NEW YORK (AP) — Headed overseas for summer vacation? It's easy to get hit with extra fees and expensive exchange rates when switching currencies.
Some currency exchange tables in airports and tourist areas offer bad rates, taking more of your money. And some credit cards and banks can add fees when you buy something with your card.
Your best bet is to bring a credit card that doesn't charge currency exchange fees and some cash for backup. Most purchases should be done on the credit card, says James Gambaccini, a certified financial planner at Acorn Financial Services. That's because credit cards offer fraud protection. If you lose cash, or it gets stolen, you won't get it back. Lost credit cards, or fraudulent charges, are easily replaced or fixed, says Gambaccini.
"Walking around with a money belt and a large amount of cash is not relevant anymore," he says.
Here are five tips to maximize your dollars:
1. GET AN APP
Before boarding the plane, download a currency converting app on a smartphone you plan to use on vacation. You can open up the app to see if you're getting a good deal when exchanging money. With the apps, you type in the amount you want to exchange and it will calculate a figure in the new currency. There are several free ones to choose from, including XE Currency and GlobeConvert.

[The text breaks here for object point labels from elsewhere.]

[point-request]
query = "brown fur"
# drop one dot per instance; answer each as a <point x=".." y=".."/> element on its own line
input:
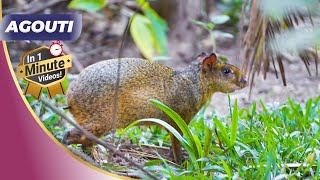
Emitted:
<point x="91" y="96"/>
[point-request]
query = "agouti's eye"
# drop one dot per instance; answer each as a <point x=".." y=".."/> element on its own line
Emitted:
<point x="226" y="71"/>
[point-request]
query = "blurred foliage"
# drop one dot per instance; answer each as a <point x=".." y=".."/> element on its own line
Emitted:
<point x="232" y="9"/>
<point x="149" y="31"/>
<point x="263" y="141"/>
<point x="87" y="5"/>
<point x="276" y="29"/>
<point x="275" y="142"/>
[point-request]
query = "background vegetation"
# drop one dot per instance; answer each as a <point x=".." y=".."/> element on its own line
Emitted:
<point x="261" y="139"/>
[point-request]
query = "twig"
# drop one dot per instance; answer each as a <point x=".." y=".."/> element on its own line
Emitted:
<point x="75" y="60"/>
<point x="92" y="137"/>
<point x="83" y="156"/>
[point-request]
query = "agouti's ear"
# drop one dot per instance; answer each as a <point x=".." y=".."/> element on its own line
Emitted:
<point x="209" y="61"/>
<point x="202" y="55"/>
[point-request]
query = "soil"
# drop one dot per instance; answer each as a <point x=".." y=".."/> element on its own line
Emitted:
<point x="101" y="39"/>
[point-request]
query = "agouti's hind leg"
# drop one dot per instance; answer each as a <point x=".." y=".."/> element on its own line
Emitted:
<point x="176" y="149"/>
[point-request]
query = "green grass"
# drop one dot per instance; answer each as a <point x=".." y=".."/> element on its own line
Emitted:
<point x="277" y="142"/>
<point x="264" y="141"/>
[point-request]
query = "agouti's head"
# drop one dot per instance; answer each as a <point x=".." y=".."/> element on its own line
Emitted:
<point x="216" y="76"/>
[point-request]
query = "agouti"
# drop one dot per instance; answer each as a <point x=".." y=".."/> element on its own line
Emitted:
<point x="91" y="96"/>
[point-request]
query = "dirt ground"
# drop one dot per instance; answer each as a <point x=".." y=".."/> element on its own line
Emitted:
<point x="101" y="38"/>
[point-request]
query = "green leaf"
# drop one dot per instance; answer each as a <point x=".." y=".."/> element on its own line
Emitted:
<point x="234" y="124"/>
<point x="226" y="168"/>
<point x="223" y="132"/>
<point x="179" y="121"/>
<point x="87" y="5"/>
<point x="183" y="141"/>
<point x="142" y="35"/>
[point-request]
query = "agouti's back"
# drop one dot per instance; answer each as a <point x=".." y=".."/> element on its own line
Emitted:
<point x="91" y="97"/>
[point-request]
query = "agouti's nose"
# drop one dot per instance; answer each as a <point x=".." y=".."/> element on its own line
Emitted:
<point x="243" y="82"/>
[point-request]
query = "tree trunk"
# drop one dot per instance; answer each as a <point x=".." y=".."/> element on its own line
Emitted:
<point x="182" y="37"/>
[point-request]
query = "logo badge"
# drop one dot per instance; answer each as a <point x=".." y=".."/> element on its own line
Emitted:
<point x="44" y="67"/>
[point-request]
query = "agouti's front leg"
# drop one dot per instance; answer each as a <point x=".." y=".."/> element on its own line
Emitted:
<point x="176" y="149"/>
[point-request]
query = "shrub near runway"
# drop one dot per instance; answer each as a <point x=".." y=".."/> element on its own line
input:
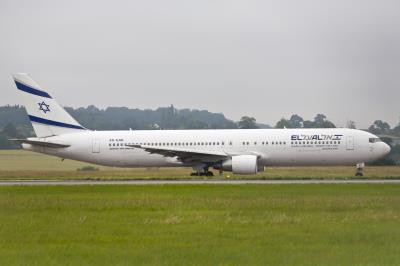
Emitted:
<point x="201" y="225"/>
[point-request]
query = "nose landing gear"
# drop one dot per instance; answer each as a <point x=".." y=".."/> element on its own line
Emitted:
<point x="360" y="169"/>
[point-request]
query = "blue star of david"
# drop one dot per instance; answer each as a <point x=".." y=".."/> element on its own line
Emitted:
<point x="44" y="107"/>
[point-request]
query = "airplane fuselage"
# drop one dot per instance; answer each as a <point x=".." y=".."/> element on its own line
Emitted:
<point x="273" y="147"/>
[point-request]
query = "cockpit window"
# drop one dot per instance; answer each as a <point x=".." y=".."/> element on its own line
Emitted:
<point x="373" y="140"/>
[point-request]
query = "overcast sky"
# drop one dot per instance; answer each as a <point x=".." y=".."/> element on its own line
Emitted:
<point x="267" y="59"/>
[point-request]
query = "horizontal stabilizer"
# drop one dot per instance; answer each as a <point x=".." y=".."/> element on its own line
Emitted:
<point x="40" y="143"/>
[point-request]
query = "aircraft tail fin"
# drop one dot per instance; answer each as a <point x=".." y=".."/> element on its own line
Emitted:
<point x="48" y="118"/>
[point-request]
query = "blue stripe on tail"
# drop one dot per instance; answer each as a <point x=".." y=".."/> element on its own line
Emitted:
<point x="52" y="122"/>
<point x="31" y="90"/>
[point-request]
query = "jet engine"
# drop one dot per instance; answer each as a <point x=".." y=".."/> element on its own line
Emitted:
<point x="241" y="164"/>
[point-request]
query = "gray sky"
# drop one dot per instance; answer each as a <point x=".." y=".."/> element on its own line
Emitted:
<point x="267" y="59"/>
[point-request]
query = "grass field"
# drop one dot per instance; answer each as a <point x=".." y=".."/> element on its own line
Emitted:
<point x="18" y="164"/>
<point x="200" y="225"/>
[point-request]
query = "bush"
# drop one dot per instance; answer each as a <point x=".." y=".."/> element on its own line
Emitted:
<point x="87" y="168"/>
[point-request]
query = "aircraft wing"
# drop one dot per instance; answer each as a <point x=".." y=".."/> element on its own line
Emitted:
<point x="184" y="155"/>
<point x="41" y="143"/>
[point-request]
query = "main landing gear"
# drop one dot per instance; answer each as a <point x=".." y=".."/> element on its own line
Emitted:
<point x="201" y="172"/>
<point x="360" y="169"/>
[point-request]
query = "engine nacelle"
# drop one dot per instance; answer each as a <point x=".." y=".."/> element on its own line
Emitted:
<point x="241" y="164"/>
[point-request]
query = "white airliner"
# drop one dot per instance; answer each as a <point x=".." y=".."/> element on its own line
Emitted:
<point x="242" y="151"/>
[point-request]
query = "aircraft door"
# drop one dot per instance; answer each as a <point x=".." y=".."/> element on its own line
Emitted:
<point x="350" y="143"/>
<point x="96" y="146"/>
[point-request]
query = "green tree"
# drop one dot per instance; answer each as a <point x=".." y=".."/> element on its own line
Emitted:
<point x="379" y="127"/>
<point x="351" y="124"/>
<point x="247" y="122"/>
<point x="283" y="123"/>
<point x="296" y="121"/>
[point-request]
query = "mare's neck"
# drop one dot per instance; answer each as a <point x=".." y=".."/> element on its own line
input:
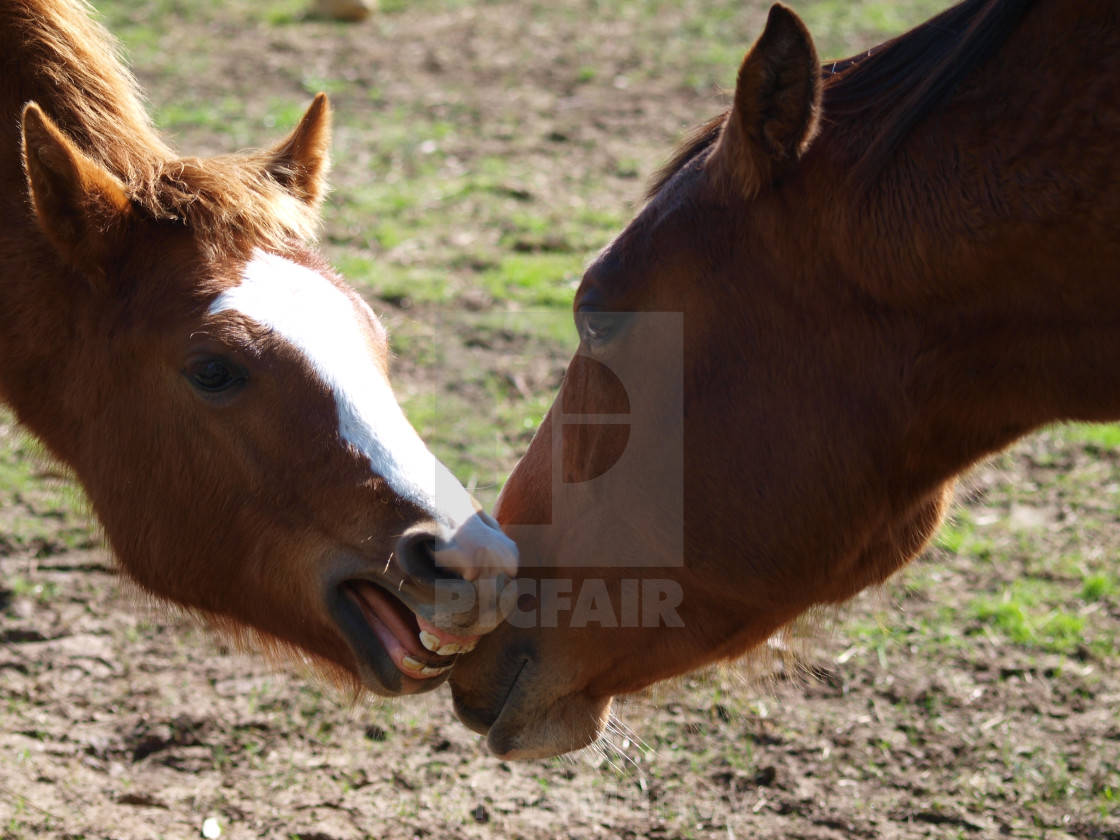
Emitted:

2. ASK BEFORE YOU EXCHANGE
Be wary of currency exchange places that say they don't charge fees or advertise really good exchange rates. "Don't trust it," says Stan McGahey, an international tourism professor at Saint Leo University in Florida. Often, they will offer you a worse exchange rate to make up for the low fees or have caveats that they don't advertise. Instead of just handing them your money, ask how much you would get for the amount you want to exchange first, McGahey says. That way you will know exactly what you're getting.

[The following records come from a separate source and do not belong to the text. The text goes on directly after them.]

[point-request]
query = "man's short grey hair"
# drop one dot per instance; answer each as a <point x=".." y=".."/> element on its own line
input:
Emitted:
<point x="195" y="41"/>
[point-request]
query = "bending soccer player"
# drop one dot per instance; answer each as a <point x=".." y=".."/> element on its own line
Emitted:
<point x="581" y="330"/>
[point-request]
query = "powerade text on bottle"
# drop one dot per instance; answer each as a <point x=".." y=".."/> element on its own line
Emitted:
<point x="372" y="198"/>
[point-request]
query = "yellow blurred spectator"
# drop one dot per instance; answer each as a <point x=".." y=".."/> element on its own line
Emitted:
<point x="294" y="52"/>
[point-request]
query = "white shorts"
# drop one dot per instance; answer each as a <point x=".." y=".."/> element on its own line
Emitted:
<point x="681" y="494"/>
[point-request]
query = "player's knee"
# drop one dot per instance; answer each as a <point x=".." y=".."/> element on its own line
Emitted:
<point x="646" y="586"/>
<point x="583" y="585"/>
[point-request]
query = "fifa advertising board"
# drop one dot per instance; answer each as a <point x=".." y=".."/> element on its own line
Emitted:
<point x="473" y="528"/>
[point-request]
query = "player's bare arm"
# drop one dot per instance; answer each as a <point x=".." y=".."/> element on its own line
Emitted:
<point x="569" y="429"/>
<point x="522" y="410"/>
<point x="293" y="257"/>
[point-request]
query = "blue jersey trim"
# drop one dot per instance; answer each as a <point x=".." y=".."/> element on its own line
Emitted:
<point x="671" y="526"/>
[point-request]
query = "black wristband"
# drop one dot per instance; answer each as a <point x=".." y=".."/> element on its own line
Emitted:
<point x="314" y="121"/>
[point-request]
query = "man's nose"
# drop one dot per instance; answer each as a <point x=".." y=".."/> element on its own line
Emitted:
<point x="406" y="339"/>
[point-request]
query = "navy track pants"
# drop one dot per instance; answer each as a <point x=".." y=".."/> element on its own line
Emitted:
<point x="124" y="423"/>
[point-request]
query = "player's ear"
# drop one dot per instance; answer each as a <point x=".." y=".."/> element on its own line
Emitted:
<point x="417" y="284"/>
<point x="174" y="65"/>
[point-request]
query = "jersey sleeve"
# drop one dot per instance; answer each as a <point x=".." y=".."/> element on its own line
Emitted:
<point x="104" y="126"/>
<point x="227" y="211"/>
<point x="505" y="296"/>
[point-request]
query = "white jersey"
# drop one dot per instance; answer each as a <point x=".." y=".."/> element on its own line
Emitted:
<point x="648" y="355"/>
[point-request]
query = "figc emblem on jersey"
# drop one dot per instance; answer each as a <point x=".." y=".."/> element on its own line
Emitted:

And always do currency exchanges in the country you're visiting. You're likely to get a better rate than if you do the exchange at home, McGahey says.
3. FIND THE RIGHT CARD
Get a credit card that doesn't charge a foreign exchange fee. Some will charge a 2 percent to 3 percent fee for every purchase made with a foreign currency, says Matt Schulz, a senior analyst at credit card comparison site CreditCards.com. There are many that don't. You can find a list of them on websites such as CreditCardInsider.com, CreditCards.com or Bankrate.com.